Emoji, Unicode and Variation Selectors

Keith Vetter - 2024-01-15: Emoji are weird . After initially being ignored by the Unicode Consortium, and they were only adopted in 2007 as part of the Supplementary Multilingual Plane (SMP) [ ]. But being part of the SMP meant that many systems had to be updated to be able to handle them. This includes Tcl which didn't get initial emoji handling until version 8.6.10.

Alas, I'm stuck on version 8.6.9, so I thought I was out of luck in regards to using emoji in my software.

But, Unicode is complicated, and there's an obscure feature called Variation Selectors .

They are 16 combining characters (U+FE00 - U+FE0F) which can change the glyph variant of the preceding character. Variant Selector U+FE0E and U+FE0F are glyph variants text style and emoji style, respectively.

As an example, the character \u25b6 "▶" is "BLACK RIGHT-POINTING TRIANGLE", but \u25b6\uFE0F is an emoji play button (view here) .

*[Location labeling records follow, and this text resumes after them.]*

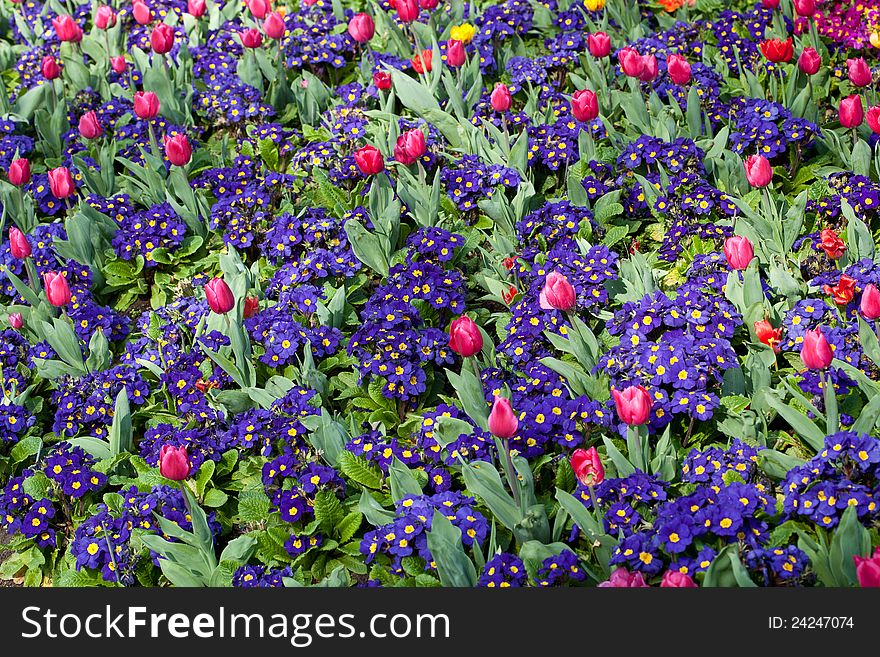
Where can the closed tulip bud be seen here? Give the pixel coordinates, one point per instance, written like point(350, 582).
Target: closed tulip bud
point(382, 80)
point(118, 64)
point(410, 147)
point(679, 69)
point(649, 68)
point(57, 289)
point(759, 173)
point(105, 17)
point(816, 353)
point(61, 183)
point(146, 105)
point(465, 338)
point(369, 160)
point(584, 105)
point(587, 466)
point(868, 570)
point(870, 304)
point(361, 27)
point(850, 111)
point(810, 61)
point(805, 8)
point(778, 50)
point(67, 29)
point(674, 579)
point(557, 293)
point(19, 172)
point(738, 251)
point(251, 38)
point(174, 463)
point(407, 10)
point(274, 26)
point(503, 423)
point(455, 55)
point(89, 126)
point(859, 72)
point(251, 306)
point(631, 62)
point(599, 44)
point(422, 63)
point(500, 98)
point(196, 8)
point(177, 150)
point(220, 297)
point(633, 405)
point(162, 39)
point(19, 247)
point(259, 8)
point(142, 13)
point(50, 68)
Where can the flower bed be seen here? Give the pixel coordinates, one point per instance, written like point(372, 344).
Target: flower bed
point(417, 294)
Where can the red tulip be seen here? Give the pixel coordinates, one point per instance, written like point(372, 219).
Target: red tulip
point(19, 172)
point(422, 63)
point(850, 111)
point(679, 69)
point(810, 61)
point(105, 17)
point(57, 289)
point(599, 44)
point(274, 26)
point(805, 8)
point(873, 118)
point(633, 405)
point(19, 247)
point(584, 105)
point(220, 297)
point(177, 150)
point(410, 147)
point(196, 8)
point(503, 423)
point(859, 72)
point(557, 293)
point(162, 39)
point(146, 105)
point(465, 338)
point(407, 10)
point(777, 50)
point(816, 353)
point(382, 80)
point(50, 68)
point(142, 13)
point(768, 335)
point(455, 54)
point(174, 463)
point(674, 579)
point(67, 29)
point(621, 578)
point(259, 8)
point(61, 183)
point(361, 27)
point(89, 126)
point(739, 252)
point(631, 62)
point(118, 64)
point(870, 304)
point(369, 160)
point(587, 466)
point(759, 173)
point(868, 570)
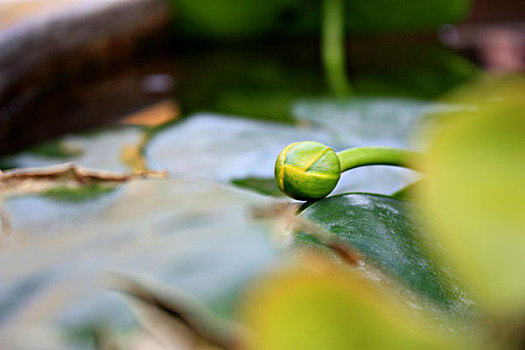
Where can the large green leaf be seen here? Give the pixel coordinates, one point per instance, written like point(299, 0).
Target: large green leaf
point(475, 193)
point(382, 230)
point(334, 309)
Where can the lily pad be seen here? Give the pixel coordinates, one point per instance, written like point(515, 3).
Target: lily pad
point(382, 230)
point(226, 148)
point(100, 150)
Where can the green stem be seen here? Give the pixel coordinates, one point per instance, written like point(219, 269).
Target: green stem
point(361, 156)
point(333, 49)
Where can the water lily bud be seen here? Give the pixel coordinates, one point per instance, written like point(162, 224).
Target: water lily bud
point(307, 170)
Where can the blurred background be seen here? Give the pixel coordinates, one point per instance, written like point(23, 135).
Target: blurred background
point(63, 61)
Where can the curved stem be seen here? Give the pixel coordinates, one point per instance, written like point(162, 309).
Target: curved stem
point(333, 49)
point(361, 156)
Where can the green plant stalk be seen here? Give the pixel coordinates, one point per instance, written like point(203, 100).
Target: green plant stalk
point(361, 156)
point(333, 49)
point(309, 170)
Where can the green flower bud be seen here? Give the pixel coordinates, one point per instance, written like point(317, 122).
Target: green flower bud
point(307, 170)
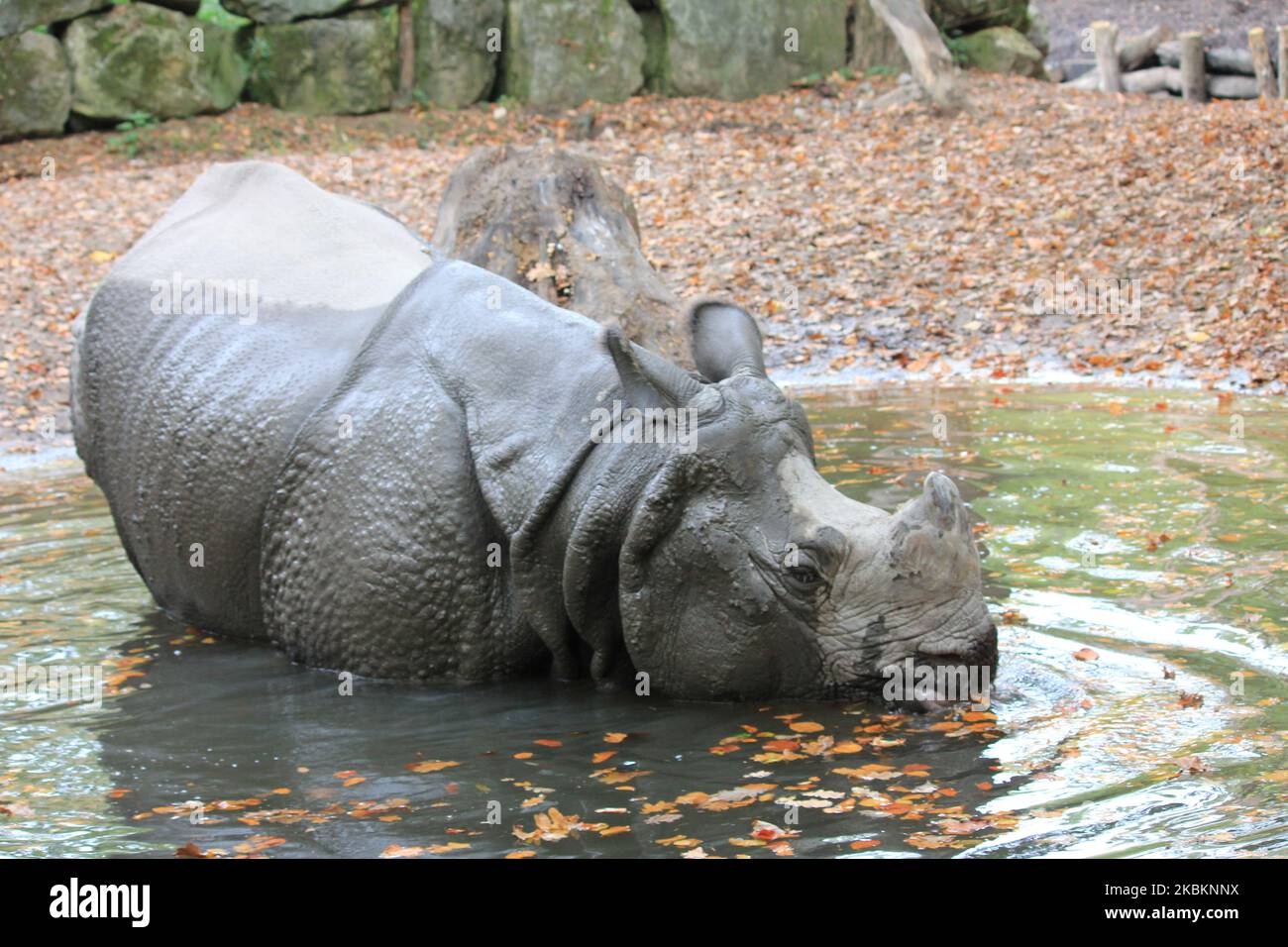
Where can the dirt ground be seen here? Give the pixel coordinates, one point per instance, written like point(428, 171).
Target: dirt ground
point(874, 243)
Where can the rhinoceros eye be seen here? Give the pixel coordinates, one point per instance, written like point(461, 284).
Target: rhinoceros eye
point(804, 578)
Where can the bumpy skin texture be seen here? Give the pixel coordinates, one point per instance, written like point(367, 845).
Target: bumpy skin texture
point(393, 471)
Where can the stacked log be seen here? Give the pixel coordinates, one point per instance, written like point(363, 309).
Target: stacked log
point(1155, 63)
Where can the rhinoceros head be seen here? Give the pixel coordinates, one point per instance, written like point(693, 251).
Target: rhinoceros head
point(746, 575)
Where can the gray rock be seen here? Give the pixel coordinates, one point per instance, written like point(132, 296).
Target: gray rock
point(561, 53)
point(969, 16)
point(456, 54)
point(17, 16)
point(35, 86)
point(138, 58)
point(287, 11)
point(548, 221)
point(342, 65)
point(1001, 50)
point(737, 50)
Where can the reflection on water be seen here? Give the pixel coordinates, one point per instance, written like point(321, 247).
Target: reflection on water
point(1132, 528)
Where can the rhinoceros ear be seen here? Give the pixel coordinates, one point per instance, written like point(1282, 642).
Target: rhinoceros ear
point(648, 380)
point(725, 342)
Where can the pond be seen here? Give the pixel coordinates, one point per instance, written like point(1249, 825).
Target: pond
point(1136, 570)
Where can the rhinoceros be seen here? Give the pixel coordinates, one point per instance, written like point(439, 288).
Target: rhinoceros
point(314, 432)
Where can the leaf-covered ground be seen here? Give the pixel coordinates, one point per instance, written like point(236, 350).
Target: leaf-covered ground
point(874, 241)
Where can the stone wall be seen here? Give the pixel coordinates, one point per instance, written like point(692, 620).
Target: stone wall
point(82, 63)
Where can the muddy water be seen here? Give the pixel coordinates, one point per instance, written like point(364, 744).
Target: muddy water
point(1141, 531)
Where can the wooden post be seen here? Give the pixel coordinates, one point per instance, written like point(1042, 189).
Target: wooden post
point(1283, 62)
point(928, 59)
point(1106, 38)
point(1261, 67)
point(406, 54)
point(1193, 68)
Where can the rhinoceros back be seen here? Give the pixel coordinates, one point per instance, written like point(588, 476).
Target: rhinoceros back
point(202, 354)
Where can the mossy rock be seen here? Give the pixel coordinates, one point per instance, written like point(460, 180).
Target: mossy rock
point(1000, 50)
point(20, 16)
point(455, 64)
point(559, 53)
point(35, 86)
point(143, 58)
point(340, 65)
point(737, 50)
point(288, 11)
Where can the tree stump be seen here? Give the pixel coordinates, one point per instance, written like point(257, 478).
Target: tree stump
point(1193, 67)
point(546, 219)
point(1261, 67)
point(928, 59)
point(1106, 40)
point(1283, 60)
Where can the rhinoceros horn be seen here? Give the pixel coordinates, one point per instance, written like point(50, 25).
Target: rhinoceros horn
point(931, 535)
point(649, 380)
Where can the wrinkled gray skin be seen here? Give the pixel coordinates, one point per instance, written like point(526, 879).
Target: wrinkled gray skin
point(347, 460)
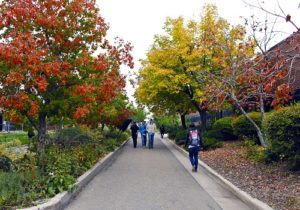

Turns out there are over 150 BMP code points which when followed by Emoji Style Variation Selector display as emoji characters. A full list is at https://www.unicode.org/Public/emoji/5.0/emoji-variation-sequences.txt .

Below is a short program which downloads the master list of emoji-variation-sequences, and displays them--as a table if Tk is loaded or as a text otherwise.

package require Tk
package require http
package require tls
http::register https 443 [list ::tls::socket -tls1 1]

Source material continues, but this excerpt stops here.